Katie Mitchell this week gave the annual lecture at the Goethe-Institut in London. Drawing on her experiences of working in both German and UK theatre, she explored the profound differences between them and, over the course of an hour, including audience questions, was crisp, witty and candid.

Mitchell highlighted the contrasting hierarchies in the two theatres. In Britain, she said the writer came first, followed by the actor, with the director last. In Germany, however, the director was top with the actor second and the writer third. Having directed more than 20 productions in Germany since 2008, Mitchell was clearly liberated by the experience. She talked of introducing the concept of “live cinema”, whereby the stage action is tracked and magnified by cameras, for a production of Franz Xaver Kroetz’s wordless play, Request Programme, in Cologne. Later at the Berlin Schaubühne, she directed Miss Julie, cutting 60% of Strindberg’s text and allowing the cameras to see the action from the point of view of the heroine’s maidservant, Kristin. “In Britain,” said Mitchell, “I was always told to honour the text. In Germany, I was expected to challenge it.”

Relishing the appetite for experimentation and the generous subsidy of German theatre, Mitchell made a strong case for director’s theatre. But while I respect her experience, I found myself registering a few caveats. For a start, director’s theatre depends heavily on the quality of the director: while Mitchell herself and German colleagues such as Karin Beier and Thomas Ostermeier have an imaginative power that forces us to re-examine classic texts, lesser talents often diminish the plays by imposing on them dubious “concepts”.

Katie Mitchell in 2018.
‘With opera, I am out of there for good – it’s too misogynistic’ … Katie Mitchell. Photograph: Andy Hall/The Observer

From a feminist standpoint, Mitchell also argued that “if the author is a misogynist, there is no point in following the author’s wishes”. But, while you can undoubtedly find elements of misogyny in Shakespeare, Ibsen, Strindberg or any number of classic authors, isn’t it better to examine those elements rather than simply eliminate them? There is also a double standard in director’s theatre: Mitchell readily admitted she would treat a new work by a living writer very carefully but don’t the dead also sometimes deserve our respect?

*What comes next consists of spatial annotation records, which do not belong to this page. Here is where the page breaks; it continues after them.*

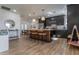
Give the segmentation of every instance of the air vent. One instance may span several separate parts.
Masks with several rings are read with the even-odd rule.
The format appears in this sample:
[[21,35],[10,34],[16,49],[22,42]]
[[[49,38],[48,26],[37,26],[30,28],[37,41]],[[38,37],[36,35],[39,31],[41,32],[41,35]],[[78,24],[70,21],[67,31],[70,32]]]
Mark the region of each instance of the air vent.
[[1,8],[10,11],[10,8],[8,8],[6,6],[1,6]]

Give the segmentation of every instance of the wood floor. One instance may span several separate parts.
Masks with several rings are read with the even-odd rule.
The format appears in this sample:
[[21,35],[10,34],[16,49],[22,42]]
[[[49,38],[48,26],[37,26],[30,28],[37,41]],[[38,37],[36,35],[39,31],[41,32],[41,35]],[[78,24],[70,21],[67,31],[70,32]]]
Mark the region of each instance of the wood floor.
[[78,55],[78,47],[69,47],[66,39],[58,39],[47,43],[42,41],[30,40],[26,36],[21,39],[10,41],[8,51],[0,53],[1,55]]

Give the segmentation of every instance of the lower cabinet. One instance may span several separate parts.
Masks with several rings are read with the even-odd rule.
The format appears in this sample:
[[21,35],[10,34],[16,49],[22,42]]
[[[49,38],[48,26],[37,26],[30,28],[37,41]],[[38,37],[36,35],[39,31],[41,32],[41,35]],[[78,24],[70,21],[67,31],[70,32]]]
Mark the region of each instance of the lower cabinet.
[[51,41],[50,30],[30,30],[30,38],[42,41]]

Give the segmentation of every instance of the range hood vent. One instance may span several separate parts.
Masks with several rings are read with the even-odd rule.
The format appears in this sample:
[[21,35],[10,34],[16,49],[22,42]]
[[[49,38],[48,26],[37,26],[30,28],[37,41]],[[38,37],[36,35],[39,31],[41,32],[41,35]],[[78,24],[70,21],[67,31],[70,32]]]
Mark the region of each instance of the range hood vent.
[[11,9],[6,6],[1,6],[2,9],[10,11]]

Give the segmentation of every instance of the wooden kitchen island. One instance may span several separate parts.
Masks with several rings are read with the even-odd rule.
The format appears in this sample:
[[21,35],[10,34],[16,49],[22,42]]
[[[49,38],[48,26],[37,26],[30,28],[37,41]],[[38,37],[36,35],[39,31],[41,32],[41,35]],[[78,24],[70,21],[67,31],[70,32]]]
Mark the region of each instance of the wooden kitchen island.
[[35,40],[42,40],[51,42],[51,30],[50,29],[31,29],[30,38]]

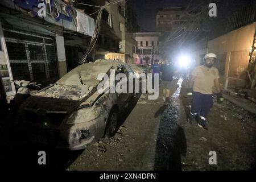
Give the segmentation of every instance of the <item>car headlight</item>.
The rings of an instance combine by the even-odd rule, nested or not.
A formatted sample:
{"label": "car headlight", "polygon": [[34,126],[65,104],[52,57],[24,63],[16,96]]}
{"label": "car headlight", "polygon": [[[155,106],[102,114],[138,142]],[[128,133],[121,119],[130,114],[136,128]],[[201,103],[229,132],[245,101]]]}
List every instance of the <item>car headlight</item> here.
{"label": "car headlight", "polygon": [[138,73],[137,72],[134,72],[134,73],[135,73],[135,75],[136,76],[136,77],[138,78],[139,77],[139,73]]}
{"label": "car headlight", "polygon": [[77,124],[96,119],[101,114],[101,107],[85,107],[74,111],[68,117],[66,124]]}

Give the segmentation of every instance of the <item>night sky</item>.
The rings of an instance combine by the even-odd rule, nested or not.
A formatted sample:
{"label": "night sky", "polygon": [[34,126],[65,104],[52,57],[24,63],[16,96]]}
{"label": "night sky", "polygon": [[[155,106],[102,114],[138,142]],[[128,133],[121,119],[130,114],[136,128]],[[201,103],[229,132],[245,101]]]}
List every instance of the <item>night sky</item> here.
{"label": "night sky", "polygon": [[[137,14],[138,24],[141,31],[155,31],[155,18],[157,10],[166,7],[186,7],[191,1],[193,5],[198,3],[199,0],[128,0]],[[214,2],[217,6],[217,18],[222,19],[225,15],[236,11],[242,6],[245,0],[215,0],[208,1],[209,3]]]}

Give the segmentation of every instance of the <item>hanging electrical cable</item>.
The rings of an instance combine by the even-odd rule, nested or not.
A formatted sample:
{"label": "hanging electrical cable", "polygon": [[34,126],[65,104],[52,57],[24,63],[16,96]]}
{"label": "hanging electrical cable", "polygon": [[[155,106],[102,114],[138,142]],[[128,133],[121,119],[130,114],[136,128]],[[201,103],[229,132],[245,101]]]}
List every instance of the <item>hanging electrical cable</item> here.
{"label": "hanging electrical cable", "polygon": [[79,62],[79,64],[82,64],[86,63],[86,59],[88,56],[88,55],[90,55],[93,49],[97,40],[98,40],[98,35],[100,34],[100,26],[101,26],[101,17],[102,17],[102,14],[103,10],[106,9],[108,6],[109,6],[110,5],[112,4],[115,4],[118,3],[119,2],[121,2],[122,1],[124,1],[125,0],[119,0],[119,1],[110,1],[110,2],[104,6],[94,6],[92,5],[88,5],[88,4],[84,4],[84,3],[79,3],[81,5],[85,5],[85,6],[94,6],[96,7],[99,7],[100,10],[98,11],[94,12],[93,14],[95,14],[97,12],[98,12],[98,15],[97,16],[96,23],[95,23],[95,30],[93,32],[93,35],[92,37],[92,39],[90,39],[90,44],[89,44],[89,46],[85,51],[85,54],[82,56],[81,60]]}

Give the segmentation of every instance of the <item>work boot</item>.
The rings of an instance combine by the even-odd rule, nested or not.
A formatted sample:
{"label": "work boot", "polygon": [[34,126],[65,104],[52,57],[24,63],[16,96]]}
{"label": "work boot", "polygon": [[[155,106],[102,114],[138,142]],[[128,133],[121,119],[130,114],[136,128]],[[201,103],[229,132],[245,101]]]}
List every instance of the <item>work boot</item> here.
{"label": "work boot", "polygon": [[164,104],[168,104],[168,102],[171,100],[170,97],[166,97],[166,100],[164,101]]}
{"label": "work boot", "polygon": [[192,124],[193,122],[193,118],[191,117],[190,116],[188,117],[188,120],[187,121],[188,122],[188,123],[189,123],[189,124]]}
{"label": "work boot", "polygon": [[199,122],[197,123],[197,126],[204,130],[208,130],[208,127],[207,125],[205,120],[200,118]]}

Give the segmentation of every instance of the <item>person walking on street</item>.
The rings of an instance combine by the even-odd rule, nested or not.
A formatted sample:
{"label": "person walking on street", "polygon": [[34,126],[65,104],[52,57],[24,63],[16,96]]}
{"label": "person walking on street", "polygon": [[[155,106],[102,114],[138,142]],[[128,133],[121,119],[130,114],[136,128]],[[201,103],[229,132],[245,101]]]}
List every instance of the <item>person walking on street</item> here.
{"label": "person walking on street", "polygon": [[195,116],[199,116],[197,125],[208,130],[206,118],[213,105],[212,88],[217,90],[218,103],[221,103],[222,98],[219,82],[218,69],[213,67],[217,59],[216,55],[209,53],[204,57],[204,65],[196,67],[191,73],[189,93],[192,93],[191,109],[188,122],[192,123]]}
{"label": "person walking on street", "polygon": [[154,76],[155,74],[159,74],[160,65],[159,64],[159,60],[156,59],[154,61],[154,64],[151,65],[152,69],[152,85],[154,89]]}
{"label": "person walking on street", "polygon": [[171,63],[170,60],[167,60],[167,64],[162,65],[160,69],[162,78],[161,84],[163,87],[163,99],[166,103],[170,100],[170,90],[172,88],[172,81],[173,80],[174,68]]}

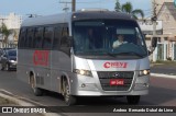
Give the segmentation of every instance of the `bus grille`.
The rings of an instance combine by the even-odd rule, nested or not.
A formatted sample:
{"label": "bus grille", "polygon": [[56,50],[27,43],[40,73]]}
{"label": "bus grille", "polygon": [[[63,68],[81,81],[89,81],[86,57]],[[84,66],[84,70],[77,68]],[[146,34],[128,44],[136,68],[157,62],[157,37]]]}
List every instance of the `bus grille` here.
{"label": "bus grille", "polygon": [[[133,71],[98,71],[103,91],[128,91],[133,81]],[[110,85],[111,79],[123,79],[123,85]]]}

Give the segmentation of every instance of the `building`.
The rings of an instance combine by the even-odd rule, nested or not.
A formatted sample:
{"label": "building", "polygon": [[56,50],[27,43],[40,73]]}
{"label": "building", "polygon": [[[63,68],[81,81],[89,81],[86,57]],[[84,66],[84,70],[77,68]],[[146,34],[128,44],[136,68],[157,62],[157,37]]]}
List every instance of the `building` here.
{"label": "building", "polygon": [[22,23],[22,16],[15,13],[10,13],[9,15],[0,15],[0,26],[2,22],[7,25],[9,30],[20,28]]}
{"label": "building", "polygon": [[[2,23],[7,25],[8,30],[15,31],[9,36],[9,44],[16,44],[20,26],[22,23],[22,16],[16,15],[15,13],[10,13],[9,15],[0,15],[0,26],[2,25]],[[3,36],[2,34],[0,34],[0,47],[2,47],[2,39]]]}

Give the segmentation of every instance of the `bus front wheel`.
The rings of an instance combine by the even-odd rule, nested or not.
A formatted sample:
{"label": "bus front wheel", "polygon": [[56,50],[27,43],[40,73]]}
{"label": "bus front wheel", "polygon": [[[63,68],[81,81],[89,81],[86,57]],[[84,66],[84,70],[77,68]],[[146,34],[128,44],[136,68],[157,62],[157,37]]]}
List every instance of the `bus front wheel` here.
{"label": "bus front wheel", "polygon": [[69,89],[68,82],[66,80],[64,80],[63,81],[63,96],[64,96],[65,103],[68,106],[76,104],[76,97],[70,95],[70,91],[69,90],[70,89]]}
{"label": "bus front wheel", "polygon": [[128,95],[127,100],[129,104],[136,105],[140,103],[140,95]]}
{"label": "bus front wheel", "polygon": [[34,92],[34,95],[35,95],[35,96],[42,96],[42,95],[43,95],[42,90],[38,89],[38,88],[36,88],[36,85],[35,85],[34,76],[31,76],[31,77],[30,77],[30,84],[31,84],[31,88],[33,89],[33,92]]}

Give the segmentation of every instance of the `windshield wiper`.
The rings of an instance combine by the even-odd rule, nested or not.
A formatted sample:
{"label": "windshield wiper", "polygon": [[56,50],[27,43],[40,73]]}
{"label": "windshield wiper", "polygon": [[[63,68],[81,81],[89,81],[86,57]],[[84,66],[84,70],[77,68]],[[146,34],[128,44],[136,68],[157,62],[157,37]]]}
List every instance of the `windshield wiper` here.
{"label": "windshield wiper", "polygon": [[138,53],[135,53],[135,51],[117,53],[116,55],[124,55],[124,54],[132,54],[132,55],[139,56],[139,57],[141,57],[141,58],[144,57],[143,55],[140,55],[140,54],[138,54]]}

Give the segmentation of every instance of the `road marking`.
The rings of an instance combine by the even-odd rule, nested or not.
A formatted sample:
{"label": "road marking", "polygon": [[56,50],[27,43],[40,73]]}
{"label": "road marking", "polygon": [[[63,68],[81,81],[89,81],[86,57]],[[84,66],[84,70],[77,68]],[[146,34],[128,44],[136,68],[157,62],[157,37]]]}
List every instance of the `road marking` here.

To be fair, Mitchell was very honest about the difficulties of working in two distinct cultures. “In Britain,” she said, “I am criticised for being too German. In Germany, I am often accused of being too cautious.” She told a funny story about Ostermeier, the Schaubühne boss, coming to a run-through of her Miss Julie and saying he felt physically sick: asked why, he said it was because he had never before seen period costumes on any of his stages.

Responding to audience questions, Mitchell was also forthright about her experience of directing opera. “In opera,” she said, “there is a repertory of about 35 standard works which positively invites a conceptual approach. Yet you are asked to do something which the audience doesn’t want to see: if you try to put lived experience, such as a miscarriage, on stage, you get vilified. Frankly, with opera, I am out of there for good – it’s too misogynistic.”

I must not, however, make Mitchell sound dogmatic. She was optimistic about the idea of cross-cultural events such as her production of Ophelias Zimmer jointly staged in Germany and at the Royal Court in London. Having dwelt on the differences between German and British theatre, she suggested that “a perfect culture” would be one that united the best of both worlds.

I have always assumed that the German elevation of the director is connected to the nation’s relative dearth of postwar playwrights which encouraged the director to become a surrogate author. Britain’s strength, however, has always lain in its respect for a writer’s text and its belief in the director as an ideal interpreter. Those cultural distinctions may be less absolute than they once were but I suspect, and even hope, that they will never be totally eradicated.